Six PSVs from the batch are of UT 771WP design (4,400 tons deadweight) and two are of UT 771CD design (3,800 tons deadweight). The entire series has been designed by Rolls-Royce.
As informed, SEACOSCO will take title to seven of the PSVs in 2018 and one in 2019. Thereafter, the shipyard, at its cost, will store the PSVs at their facility for periods ranging from six to 18 months.
In addition, the JV company has contracted Rolls-Royce Marine AS to outfit six of the PSVs with a battery energy storage system designed to reduce fuel consumption and enhance the safety and redundancy of the vessels’ systems. This follows Seacor Marine’s recent order for battery energy storage systems on four large PSVs in Mexico.
“We are confident that we have structured a transaction that meets the needs of the shipyard while also managing the cash outlay from the equity owners. The acquired vessels will modernize our operating fleet and expand our offerings to our customers. Combining a proven and advanced design, best in category accommodations, and the innovative Rolls-Royce battery system, these vessels will be highly marketable across all major offshore energy regions worldwide,” John Gellert, SEACOR Marine’s Chief Executive Officer, commented.

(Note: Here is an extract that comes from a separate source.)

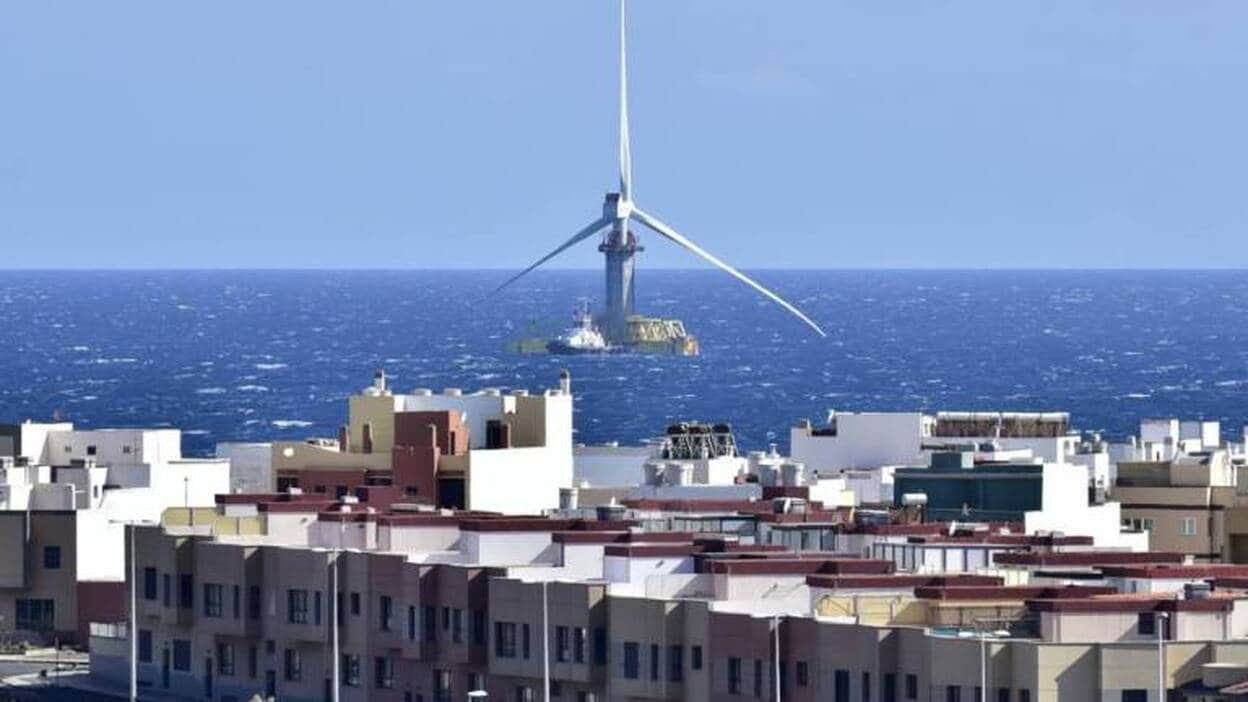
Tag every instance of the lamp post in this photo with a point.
(1162, 621)
(134, 602)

The new company will be funded 30% with equity and 70% with debt financing secured by the PSVs on a non-recourse basis to the equity owners, Seacor informed.
Aggregate total consideration for the eight PSVs, including the battery system, is approximately USD 161.1 million. Seacor Marine’s total cash outlay is approximately USD 22.4 million, with approximately USD 20 million payable in the first quarter of 2018 and the balance due over the next 14 months as vessels and the Rolls Royce battery equipment are delivered.
Seacor Marine will be responsible for full commercial, operational, and technical management of the vessels under a separate management agreement with SEACOSCO.